Archived Forum Post

Index of archived forum posts

Question:

Which is better: SSH/SFTP or FTPS?

Sep 30 '14 at 13:17

Which is better to use: SFTP (Secure File Transfer over SSH) or FTPS (FTP over SSL/TLS)? Is there an advantage of one over the other in terms of ease of use, stability, efficiency, or anything else?


Answer

Both have advantages and disadvantages.

The major disadvantage with FTP is the fact that files are transferred over a separate data connection (one temporary data connection per file transfer). The data connections typically use ports from the ephemeral range. Blockage issues can exist w.r.t. firewalls on either client or server side (either software or hardware firewalls) and anti-virus. Sometimes your software can work for a very long time, and then some external change happens, such as a new firewall being installed, or modified, etc., and suddenly FTP transfers stop working.

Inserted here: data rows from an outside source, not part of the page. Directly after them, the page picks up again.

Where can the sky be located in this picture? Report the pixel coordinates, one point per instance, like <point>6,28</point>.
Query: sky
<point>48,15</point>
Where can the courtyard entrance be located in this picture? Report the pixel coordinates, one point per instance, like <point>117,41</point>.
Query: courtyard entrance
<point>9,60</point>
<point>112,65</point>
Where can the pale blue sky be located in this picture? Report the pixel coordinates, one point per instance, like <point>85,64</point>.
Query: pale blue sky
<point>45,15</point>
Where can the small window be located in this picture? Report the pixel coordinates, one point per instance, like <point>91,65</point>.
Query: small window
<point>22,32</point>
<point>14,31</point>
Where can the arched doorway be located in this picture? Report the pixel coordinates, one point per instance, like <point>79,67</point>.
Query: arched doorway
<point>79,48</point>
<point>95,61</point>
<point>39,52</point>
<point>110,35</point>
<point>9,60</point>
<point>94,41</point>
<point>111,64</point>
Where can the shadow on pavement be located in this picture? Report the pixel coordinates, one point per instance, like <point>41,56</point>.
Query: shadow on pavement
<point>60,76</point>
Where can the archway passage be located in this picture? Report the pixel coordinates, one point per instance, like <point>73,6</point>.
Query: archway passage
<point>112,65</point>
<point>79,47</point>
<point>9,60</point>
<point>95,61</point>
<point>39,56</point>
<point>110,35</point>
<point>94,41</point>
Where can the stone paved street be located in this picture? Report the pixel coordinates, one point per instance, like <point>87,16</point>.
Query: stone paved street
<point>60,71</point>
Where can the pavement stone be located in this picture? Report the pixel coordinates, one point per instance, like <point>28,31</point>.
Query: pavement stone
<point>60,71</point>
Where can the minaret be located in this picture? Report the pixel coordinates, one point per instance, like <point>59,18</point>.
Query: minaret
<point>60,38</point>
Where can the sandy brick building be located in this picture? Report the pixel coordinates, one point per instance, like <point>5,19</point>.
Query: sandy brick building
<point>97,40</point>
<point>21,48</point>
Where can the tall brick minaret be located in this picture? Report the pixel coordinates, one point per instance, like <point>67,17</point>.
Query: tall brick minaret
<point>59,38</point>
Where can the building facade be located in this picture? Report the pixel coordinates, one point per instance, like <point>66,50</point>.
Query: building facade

SSH/SFTP uses a single connection where both commands and data flow, and therefore the "data connection problem" does not exist. However, my experience shows that the initial connection and authentication establishment time for SSH/SFTP is large compare to FTP. If you are transferring many files in a single session, then this overhead becomes negligible. However, if you are often connecting/disconnecting to transfer one file at a time, then this overhead becomes significant. (The overhead can vary greatly depending on the server implementation. I haven't done any studies to know which ones are better than others.)


Answer

In my experience, SSH implementations normally require more upfront work. I think this is because SSH is not a protocol specifically for file transfer, it "allows" or supports for it, but is not meant only for that. So I think that some custom implemented SSH servers interpret the protocol in their own way which leads to more fiddling with at the beginning. (And reading the low level specs on this is not fun at all).

There are multiple "enterprise" type SSH servers that do not work very well with open-source or commercially available clients.

Connectivity wise, you will find out about blockage with either SSH/FTP as with FTPS immediately at the beginning, but the port range issue for some stricter firewall settings that the Chilkat Admin mentions would be a valid concern later, after you think you are done and have started to forget about the whole project.

In a nutshell, Chilkat components work very well with both, I'd prefer FTPS because it is normally easier to get going with.